Jesus articulates the attitude of a humble servant. The idea of “humble servant,” of course, is like a foreign language to American ears, yet it is the native language of the church. And when we recognize the One we have opportunity to serve, we discover that this is not oppression but privilege.

Clearly this is the counter-culture, counterintuitive attitude we observe in the Apostle Paul. “Do not be ashamed, then, of the testimony about our Lord or of me his prisoner,” he writes to Timothy, “but join with me in suffering for the gospel.” Did Paul’s amanuensis misunderstand the apostle as he spoke? “Join me in suffering”? Who says such a thing? Suffering is the sort of thing we long to — indeed, endeavor to! — get out of; it’s not what we invite the people we love into.

Yet this is the man who wrote elsewhere that he wanted to know “the fellowship of His sufferings” (Philippians 3:10 NASB). And, in our passage, he unflinchingly writes, “For this gospel I was appointed a herald and an apostle and a teacher, and for this reason I suffer as I do.” But how — but why — is he so willing to suffer? Because “I know the one in whom I have put my trust.”
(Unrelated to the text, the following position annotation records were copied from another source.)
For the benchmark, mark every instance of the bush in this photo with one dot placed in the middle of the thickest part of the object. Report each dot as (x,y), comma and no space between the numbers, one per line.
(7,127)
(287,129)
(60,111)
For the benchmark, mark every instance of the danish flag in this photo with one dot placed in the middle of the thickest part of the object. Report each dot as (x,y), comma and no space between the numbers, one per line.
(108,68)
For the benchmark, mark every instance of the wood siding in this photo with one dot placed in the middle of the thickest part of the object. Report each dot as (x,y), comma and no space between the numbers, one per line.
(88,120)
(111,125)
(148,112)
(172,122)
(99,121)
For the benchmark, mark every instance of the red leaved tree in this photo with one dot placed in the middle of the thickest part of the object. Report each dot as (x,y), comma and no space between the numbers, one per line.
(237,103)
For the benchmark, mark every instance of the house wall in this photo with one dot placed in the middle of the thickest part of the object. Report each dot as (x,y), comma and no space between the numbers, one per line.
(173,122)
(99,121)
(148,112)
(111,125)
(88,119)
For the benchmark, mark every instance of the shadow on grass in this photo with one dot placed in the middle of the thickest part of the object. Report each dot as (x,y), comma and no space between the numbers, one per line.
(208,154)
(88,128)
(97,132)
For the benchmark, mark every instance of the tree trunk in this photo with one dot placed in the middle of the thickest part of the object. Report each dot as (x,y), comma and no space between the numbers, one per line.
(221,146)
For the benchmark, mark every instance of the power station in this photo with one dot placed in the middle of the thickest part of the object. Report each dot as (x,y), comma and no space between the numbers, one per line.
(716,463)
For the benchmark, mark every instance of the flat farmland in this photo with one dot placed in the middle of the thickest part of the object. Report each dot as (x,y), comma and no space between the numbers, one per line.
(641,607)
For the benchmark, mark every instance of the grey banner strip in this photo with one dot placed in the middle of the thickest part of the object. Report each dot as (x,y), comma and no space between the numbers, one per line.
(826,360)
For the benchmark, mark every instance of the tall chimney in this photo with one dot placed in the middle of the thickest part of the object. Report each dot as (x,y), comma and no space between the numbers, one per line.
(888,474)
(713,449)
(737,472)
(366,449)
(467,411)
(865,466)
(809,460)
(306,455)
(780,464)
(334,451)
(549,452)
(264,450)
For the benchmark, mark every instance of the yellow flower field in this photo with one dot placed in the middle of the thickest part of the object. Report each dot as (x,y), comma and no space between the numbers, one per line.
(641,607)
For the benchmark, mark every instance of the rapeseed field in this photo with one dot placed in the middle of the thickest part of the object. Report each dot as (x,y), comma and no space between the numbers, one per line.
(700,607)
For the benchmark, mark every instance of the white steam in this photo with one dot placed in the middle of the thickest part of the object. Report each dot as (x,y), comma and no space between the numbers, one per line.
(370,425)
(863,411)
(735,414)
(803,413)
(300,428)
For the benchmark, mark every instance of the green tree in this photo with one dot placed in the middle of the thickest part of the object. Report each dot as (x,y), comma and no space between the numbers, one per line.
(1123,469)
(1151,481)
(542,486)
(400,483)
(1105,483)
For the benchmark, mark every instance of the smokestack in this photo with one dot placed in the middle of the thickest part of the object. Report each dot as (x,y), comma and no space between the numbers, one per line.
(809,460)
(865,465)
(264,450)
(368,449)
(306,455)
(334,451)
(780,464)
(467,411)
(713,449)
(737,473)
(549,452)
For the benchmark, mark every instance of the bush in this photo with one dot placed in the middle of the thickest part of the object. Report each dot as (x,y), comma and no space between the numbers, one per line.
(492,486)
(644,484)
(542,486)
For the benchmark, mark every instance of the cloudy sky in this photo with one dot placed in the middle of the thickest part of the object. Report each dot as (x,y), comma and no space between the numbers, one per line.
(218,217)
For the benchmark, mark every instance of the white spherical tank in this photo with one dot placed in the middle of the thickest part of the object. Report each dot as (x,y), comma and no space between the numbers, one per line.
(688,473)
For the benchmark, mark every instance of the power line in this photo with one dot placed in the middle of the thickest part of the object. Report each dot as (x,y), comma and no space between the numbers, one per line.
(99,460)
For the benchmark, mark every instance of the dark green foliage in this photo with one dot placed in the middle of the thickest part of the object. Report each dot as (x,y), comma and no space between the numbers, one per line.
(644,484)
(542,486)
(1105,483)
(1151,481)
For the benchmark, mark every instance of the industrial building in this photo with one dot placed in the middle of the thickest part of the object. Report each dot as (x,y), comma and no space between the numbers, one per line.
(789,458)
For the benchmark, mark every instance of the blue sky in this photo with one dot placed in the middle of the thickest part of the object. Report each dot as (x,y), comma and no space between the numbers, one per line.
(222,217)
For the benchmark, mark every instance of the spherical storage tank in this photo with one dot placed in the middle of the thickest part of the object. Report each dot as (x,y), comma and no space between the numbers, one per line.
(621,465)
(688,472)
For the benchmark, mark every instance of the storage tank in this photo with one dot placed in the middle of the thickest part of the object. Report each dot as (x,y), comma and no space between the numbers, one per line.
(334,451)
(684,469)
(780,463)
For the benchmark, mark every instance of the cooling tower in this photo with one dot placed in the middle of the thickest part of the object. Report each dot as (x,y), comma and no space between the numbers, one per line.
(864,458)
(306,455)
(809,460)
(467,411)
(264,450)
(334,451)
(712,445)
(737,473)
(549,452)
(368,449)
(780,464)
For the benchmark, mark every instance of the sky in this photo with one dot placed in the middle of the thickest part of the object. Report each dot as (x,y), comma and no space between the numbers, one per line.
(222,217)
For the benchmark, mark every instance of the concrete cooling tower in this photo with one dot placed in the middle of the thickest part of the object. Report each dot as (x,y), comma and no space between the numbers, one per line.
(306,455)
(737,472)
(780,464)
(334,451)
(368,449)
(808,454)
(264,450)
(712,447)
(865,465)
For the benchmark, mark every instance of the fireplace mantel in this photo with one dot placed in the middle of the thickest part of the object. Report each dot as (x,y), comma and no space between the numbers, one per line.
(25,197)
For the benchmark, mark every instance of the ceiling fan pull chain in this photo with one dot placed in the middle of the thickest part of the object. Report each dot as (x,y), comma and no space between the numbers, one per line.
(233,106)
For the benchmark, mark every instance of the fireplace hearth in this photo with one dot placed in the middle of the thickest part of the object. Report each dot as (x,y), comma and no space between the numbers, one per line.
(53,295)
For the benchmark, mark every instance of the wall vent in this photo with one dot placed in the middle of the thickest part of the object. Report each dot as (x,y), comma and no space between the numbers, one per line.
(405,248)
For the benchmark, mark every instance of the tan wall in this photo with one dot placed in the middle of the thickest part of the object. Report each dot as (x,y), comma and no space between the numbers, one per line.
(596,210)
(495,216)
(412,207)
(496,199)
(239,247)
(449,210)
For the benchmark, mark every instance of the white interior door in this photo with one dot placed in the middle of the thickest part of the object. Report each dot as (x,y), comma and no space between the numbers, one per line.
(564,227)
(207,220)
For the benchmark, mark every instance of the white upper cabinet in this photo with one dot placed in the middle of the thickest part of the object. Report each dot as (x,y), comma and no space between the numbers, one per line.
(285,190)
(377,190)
The world’s perfect picture is incompatible with Christian discipleship. The world clamors for profit and convenience. The world aims for self-gratification, even self-indulgence. But the disciple lives with a high calling. A high calling which, in a world turned upside down by sin, looks a lot like a calling to being low, being last, being at the bottom. But any calling to follow Christ is a high calling, indeed, no matter where it may lead.


Alternative Application(s)
Luke 17:5-10 — “Radical Discipleship”

There seems to be a growing trend in the American church to glory in the label “radical.” We talk about radical generosity, radical hospitality, radical witness, and such. But radical, of course, is a relative term. What seems radical in one time and place is perhaps just a commonplace yawn in another time and place. And this truth may be at the heart of a part of our Gospel lection.

Jesus is teaching his disciples about discipleship, and he uses imagery that is foreign (and a bit repugnant) to the modern reader.

The scene comes from that ancient world of servants and masters. Jesus envisions a slave finishing his outdoor work at the end of the day, and coming into the home for the supper hour. But then Jesus matter-of-factly notes that the master does not invite the weary worker to sit down and eat with him. On the contrary, he expects his servant to prepare and serve his meal first, after which the servant himself can sit down to eat. And then, when the day’s work is done, there is no expectation of gratitude or reward, for the slave has simply done what he ought to have done as a slave.

“We are worthless slaves,” Jesus teaches us to say.

We are much more fond, of course, of those teachings and parables that affirm our worth. We like the way the prodigal son is embraced and celebrated. We like to hear that we are worth much more than the birds that enjoy God’s provident care. We like to know that even the hairs on our heads are numbered. But we are not so fond of the discipleship litany in which our line is, “We are worthless slaves.”

And yet, we routinely call him, “Lord.” Regularly and mindlessly, we refer to God the Father and to Jesus as “Lord.” It is a standard address in our prayers. Yet we are squeamish about the implications of the title.

The picture that Jesus painted was not radical, at all. It was an ordinary part of daily life for the people of that time and place. That is why Jesus began the teaching the way that he did: “Who among you would say to your slave...” He was illustrating a spiritual principle using folks routine experience.

In our day, however, the mentality that Jesus encourages would be radical, indeed. To truly think of ourselves as servants of Christ. To mean what we say when we call him, “Lord.” Let us teach, embrace, embody, and celebrate that kind of radical discipleship in our own lives and the lives of our people.